Bei einem Angriff islamistischer Selbstmordattentäter im Zentrum der afghanischen Hauptstadt Kabul sind heute mindestens 16 Menschen getötet worden. Ziel der Anschläge, zu denen sich die Taliban bekannten, waren Hotels, die zumeist von indischen Botschaftsmitarbeitern und anderen Ausländern benutzt werden.
Bei dem Anschlag kamen auch ein Franzose und ein Italiener ums Leben. Frankreichs Außenminister Bernard Kouchner bestätigte in Paris den Tod eines Franzosen, der sich zu einem Besuch in Afghanistan aufgehalten habe.
Der Sprecher des afghanischen Innenministeriums, Zemarai Bashari, sagte, bei dem Anschlag sei auch ein Italiener getötet worden. Ein Vertreter der indischen Botschaft in Kabul, der namentlich nicht genannt werden wollte, bestätigte zudem den Tod mehrerer Inder. Unter den Toten seien zwei bis drei Inder, sagte er.
Dutzende Verletzte
Der Attentäter hatte sich kurz vor Morgengrauen vor einem Einkaufs- und Hotelkomplex im Zentrum der afghanischen Hauptstadt in die Luft gesprengt. Dabei wurden nach neuen Angaben des Innenministeriums 16 Menschen getötet und 32 weitere verletzt. Zuvor war von 17 Toten die Rede gewesen.

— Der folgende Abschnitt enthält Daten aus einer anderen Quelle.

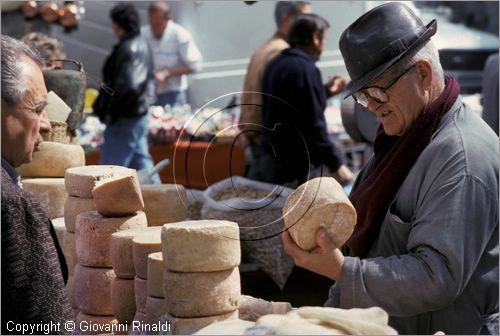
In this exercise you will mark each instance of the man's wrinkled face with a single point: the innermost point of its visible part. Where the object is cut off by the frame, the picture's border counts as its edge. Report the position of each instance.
(22, 123)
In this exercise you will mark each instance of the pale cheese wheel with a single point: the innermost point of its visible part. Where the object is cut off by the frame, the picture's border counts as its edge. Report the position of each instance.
(50, 192)
(69, 250)
(143, 245)
(155, 309)
(118, 196)
(156, 267)
(95, 325)
(164, 203)
(201, 246)
(92, 288)
(59, 227)
(202, 294)
(74, 206)
(81, 180)
(188, 326)
(123, 300)
(52, 160)
(93, 235)
(141, 294)
(71, 291)
(320, 202)
(121, 251)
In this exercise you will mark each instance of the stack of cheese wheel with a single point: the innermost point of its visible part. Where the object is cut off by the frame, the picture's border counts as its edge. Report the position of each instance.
(79, 182)
(201, 280)
(43, 177)
(143, 245)
(319, 203)
(122, 287)
(164, 203)
(115, 192)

Im Süden Afghanistans kamen zudem zwei NATO-Soldaten ums Leben. Wie die NATO-geführte ISAF mitteilte, wurde ein Soldat bei der Großoffensive rund um die Stadt Marjah in der Unruheprovinz Helmand von einem Sprengsatz getötet. Ein weiterer Soldat kam demnach bereits gestern bei einem Schusswechsel im Süden des Landes ums Leben.